Dans les années à venir, les conflits armés se compteront de moins en moins, tout se fera à travers l’informatique. Dans le futur, on parlera de plus en plus de guerre cybernétique.

Les pays développés, conscients, de l’avenir de ce monde élaborent des stratégies qui leur permettront d’être réactifs au moment venu.

En plus, de développer des stratégies de cyberattaques, ils disposent de systèmes de collectes d’informations sur leurs cibles.

Comment la DGSE espionne le Sénégal…

La France, à travers sa Direction générale de la Sécurité extérieure (DGSE) espionne le Sénégal depuis plusieurs années.

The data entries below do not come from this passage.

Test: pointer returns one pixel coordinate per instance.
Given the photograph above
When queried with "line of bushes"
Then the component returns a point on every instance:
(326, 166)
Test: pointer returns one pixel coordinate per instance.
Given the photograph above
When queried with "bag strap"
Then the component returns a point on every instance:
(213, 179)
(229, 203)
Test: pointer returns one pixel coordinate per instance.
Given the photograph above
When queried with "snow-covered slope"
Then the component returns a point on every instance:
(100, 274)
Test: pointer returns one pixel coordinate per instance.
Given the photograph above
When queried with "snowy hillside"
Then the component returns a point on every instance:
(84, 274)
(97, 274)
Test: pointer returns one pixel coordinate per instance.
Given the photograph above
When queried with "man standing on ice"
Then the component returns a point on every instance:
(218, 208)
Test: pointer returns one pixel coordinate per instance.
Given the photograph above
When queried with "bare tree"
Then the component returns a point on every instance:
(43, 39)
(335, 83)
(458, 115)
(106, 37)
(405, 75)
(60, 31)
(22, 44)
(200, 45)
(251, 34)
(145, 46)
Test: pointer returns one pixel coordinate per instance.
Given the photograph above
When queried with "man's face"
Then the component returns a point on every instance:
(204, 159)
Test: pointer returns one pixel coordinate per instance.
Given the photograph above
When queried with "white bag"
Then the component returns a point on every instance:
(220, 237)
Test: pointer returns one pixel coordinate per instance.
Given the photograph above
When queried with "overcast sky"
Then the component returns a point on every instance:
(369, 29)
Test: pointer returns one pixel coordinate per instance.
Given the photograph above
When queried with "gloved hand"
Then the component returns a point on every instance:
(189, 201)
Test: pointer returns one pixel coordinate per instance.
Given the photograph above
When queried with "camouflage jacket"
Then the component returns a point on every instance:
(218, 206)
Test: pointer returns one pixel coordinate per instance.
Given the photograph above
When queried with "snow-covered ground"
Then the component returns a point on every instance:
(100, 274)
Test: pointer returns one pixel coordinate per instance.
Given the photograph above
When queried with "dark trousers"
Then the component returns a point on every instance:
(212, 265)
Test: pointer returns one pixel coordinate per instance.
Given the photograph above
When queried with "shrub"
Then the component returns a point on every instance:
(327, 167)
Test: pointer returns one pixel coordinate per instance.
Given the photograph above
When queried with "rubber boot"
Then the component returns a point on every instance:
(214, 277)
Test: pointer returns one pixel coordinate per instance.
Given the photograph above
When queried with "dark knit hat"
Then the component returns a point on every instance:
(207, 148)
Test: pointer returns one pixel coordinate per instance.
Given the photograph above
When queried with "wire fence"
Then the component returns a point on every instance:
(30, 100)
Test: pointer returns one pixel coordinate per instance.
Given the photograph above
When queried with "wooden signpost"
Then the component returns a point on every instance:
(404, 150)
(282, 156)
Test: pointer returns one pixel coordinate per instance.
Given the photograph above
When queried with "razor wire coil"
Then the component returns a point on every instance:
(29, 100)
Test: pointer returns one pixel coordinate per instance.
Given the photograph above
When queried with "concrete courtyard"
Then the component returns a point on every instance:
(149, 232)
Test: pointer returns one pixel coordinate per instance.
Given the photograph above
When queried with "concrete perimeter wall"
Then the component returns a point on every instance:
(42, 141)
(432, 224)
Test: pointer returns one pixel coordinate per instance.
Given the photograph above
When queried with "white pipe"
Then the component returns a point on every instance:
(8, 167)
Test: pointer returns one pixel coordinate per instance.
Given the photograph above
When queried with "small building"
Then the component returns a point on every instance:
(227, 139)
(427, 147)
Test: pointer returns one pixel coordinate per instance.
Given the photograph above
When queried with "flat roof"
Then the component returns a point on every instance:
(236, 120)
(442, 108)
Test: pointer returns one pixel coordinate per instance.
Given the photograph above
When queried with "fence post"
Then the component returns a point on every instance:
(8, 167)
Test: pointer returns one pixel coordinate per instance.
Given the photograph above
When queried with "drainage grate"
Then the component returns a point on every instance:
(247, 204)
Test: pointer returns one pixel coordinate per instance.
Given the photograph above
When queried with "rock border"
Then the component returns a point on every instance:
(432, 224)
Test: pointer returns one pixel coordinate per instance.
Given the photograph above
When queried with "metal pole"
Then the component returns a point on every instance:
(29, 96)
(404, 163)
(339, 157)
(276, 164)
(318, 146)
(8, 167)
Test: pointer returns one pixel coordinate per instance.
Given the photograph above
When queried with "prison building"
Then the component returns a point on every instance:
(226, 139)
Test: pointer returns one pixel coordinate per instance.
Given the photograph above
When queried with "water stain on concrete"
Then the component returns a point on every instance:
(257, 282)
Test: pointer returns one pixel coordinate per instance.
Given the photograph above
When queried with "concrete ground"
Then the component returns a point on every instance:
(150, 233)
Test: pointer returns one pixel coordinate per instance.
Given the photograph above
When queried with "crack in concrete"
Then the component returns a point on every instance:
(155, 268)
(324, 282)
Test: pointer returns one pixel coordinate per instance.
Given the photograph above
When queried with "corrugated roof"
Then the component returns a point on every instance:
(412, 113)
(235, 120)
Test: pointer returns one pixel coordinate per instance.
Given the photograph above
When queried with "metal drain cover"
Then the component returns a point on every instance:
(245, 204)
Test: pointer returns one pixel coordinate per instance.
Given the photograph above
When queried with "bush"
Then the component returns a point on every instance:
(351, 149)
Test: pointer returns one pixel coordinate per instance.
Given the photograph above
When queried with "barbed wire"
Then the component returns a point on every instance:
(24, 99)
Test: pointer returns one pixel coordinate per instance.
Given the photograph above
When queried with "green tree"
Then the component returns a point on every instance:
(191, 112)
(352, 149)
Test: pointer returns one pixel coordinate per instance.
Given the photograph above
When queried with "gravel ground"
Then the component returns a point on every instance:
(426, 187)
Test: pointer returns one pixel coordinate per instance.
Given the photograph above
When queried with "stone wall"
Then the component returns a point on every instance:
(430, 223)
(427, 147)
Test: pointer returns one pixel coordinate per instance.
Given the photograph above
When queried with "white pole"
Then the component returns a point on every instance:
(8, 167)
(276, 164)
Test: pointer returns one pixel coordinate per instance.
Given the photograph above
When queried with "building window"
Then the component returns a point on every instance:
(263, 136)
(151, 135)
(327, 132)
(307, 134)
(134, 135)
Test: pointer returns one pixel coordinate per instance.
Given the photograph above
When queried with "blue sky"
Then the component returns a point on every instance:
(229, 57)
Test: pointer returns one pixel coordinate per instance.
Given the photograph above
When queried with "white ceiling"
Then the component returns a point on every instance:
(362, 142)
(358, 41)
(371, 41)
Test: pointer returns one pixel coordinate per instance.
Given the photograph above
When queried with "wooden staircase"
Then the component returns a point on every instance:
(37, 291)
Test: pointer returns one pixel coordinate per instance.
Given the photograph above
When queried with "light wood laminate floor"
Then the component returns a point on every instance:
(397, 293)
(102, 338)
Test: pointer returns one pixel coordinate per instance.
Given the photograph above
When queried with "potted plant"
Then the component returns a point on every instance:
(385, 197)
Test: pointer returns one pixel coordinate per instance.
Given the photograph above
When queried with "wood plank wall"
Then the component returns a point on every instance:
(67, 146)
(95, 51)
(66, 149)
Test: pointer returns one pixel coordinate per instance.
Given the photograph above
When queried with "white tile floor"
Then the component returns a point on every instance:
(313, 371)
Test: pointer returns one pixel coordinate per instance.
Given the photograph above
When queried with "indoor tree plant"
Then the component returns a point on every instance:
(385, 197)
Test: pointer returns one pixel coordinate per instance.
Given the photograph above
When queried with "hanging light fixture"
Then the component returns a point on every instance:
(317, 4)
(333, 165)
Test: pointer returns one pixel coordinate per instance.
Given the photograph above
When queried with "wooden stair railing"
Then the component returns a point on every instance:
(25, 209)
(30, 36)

C’est la révélation faite par The Intercept avec la publication de plusieurs documents confidentiels.

« La DGSE aurait ainsi réussi, dès 2002, à livrer des ordinateurs et des fax vérolés aux services de sécurité du Sénégal. Ces équipements auraient permis d’accéder, dès 2004, à toutes les données qui transitaient par eux. », rapportent nos confrères de 01net.com.

Autrement, la France espionne le Sénégal depuis plusieurs années et continue à le faire. Car, elle continue d’offrir du matériel informatique. Le colonisateur dispose toujours une longueur d’avance qui lui permettrait de mieux réfléchir et réorganiser sa relation avec le Sénégal.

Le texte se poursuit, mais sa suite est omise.